4) The joy of a good UI to access your music archive cannot be emphasized enough. My Weiss server has an excellent UI that requires an iPad. Clear, searchable, easy to create a queue of songs, informative. It allows you to play the album enlarging its cover to fill the screen of your iPad in full. The UI of my Cambridge Server is fair: less searchable, less convenient, not great graphics.
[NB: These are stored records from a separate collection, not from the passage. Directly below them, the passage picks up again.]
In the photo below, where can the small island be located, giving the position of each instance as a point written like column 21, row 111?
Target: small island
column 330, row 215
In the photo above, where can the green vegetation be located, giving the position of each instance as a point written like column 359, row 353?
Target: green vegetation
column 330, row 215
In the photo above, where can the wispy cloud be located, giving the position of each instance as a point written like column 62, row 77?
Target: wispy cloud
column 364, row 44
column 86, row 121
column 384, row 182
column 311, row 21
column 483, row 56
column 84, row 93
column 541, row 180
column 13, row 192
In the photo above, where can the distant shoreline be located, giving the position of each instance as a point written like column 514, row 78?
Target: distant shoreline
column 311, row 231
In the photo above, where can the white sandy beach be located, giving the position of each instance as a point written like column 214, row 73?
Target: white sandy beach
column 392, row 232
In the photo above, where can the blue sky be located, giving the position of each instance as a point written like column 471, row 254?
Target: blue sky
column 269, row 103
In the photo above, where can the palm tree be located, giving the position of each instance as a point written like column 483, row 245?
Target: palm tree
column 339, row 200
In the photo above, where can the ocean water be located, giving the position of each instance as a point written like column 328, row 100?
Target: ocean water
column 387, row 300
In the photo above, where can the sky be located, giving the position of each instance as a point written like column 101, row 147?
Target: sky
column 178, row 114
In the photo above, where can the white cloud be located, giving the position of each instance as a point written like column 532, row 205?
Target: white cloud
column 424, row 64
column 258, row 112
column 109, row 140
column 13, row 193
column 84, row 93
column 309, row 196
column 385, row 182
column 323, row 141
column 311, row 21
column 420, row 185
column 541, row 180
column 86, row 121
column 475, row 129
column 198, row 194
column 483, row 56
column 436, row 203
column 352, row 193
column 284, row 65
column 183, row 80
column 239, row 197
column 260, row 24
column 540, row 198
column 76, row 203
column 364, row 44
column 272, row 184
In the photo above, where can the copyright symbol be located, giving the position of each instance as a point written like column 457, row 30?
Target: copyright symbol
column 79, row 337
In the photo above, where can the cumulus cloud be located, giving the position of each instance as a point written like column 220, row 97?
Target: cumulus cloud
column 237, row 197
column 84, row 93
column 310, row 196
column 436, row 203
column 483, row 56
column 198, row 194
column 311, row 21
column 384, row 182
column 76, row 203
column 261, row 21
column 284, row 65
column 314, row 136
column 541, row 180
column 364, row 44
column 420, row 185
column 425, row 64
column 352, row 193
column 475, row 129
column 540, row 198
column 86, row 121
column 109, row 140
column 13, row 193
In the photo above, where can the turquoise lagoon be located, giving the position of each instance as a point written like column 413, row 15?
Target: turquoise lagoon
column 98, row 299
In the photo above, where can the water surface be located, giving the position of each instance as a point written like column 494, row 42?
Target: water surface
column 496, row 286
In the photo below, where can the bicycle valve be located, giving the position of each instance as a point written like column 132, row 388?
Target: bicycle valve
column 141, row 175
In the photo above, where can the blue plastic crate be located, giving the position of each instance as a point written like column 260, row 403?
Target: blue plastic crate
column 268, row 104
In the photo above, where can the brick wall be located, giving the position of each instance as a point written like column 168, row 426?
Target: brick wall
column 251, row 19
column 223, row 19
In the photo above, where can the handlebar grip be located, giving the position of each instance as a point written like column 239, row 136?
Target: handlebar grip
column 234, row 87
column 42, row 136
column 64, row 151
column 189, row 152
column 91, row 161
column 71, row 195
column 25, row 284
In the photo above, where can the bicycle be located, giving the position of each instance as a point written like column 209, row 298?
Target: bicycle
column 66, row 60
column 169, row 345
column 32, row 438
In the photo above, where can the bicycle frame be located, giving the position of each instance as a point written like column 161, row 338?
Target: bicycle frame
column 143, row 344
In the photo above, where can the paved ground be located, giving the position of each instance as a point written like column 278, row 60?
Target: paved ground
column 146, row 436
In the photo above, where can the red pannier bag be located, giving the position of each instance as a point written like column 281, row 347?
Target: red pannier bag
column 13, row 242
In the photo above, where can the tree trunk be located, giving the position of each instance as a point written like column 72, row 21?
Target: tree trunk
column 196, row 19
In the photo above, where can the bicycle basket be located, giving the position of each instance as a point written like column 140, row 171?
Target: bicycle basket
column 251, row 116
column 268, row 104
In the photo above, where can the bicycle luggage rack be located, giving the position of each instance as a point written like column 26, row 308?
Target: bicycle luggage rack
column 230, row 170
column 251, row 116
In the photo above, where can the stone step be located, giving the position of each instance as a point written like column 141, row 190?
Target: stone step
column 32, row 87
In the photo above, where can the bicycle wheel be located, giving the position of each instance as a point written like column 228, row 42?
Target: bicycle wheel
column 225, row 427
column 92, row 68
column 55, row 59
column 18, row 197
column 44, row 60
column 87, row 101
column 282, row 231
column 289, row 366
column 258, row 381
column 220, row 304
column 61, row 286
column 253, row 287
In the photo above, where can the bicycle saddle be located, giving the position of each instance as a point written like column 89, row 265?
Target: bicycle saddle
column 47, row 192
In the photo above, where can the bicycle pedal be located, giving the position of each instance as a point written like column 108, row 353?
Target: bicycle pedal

It is not even comparable to my past experience, when my CDs were mostly organized on a wall mount. There was always the problem of finding the physical disc: with four systems in different parts of the house, sometimes I was wasting time trying to locate the CD I wished to play. Some of the CD were stacked too high or too low on the shelves to be able to read the labels at eye level: this would influence my choice sometimes, as I would reach for the CD that did not require squatting or hyperextending.
A music server is the closest thing to a telepathic connection between ideation or desire and the playing reproduced music. As such, it shortens the gap between your wish and its fulfillment. We could discuss for hours if this is good or bad. Some “audiophiles” enjoy the ceremonial acts of searching the LP, cleaning the vinyl surface (an impossible task imo) and the stylus, checking its azimuth, warming up the tubes…I enjoy to spend my finite time listening.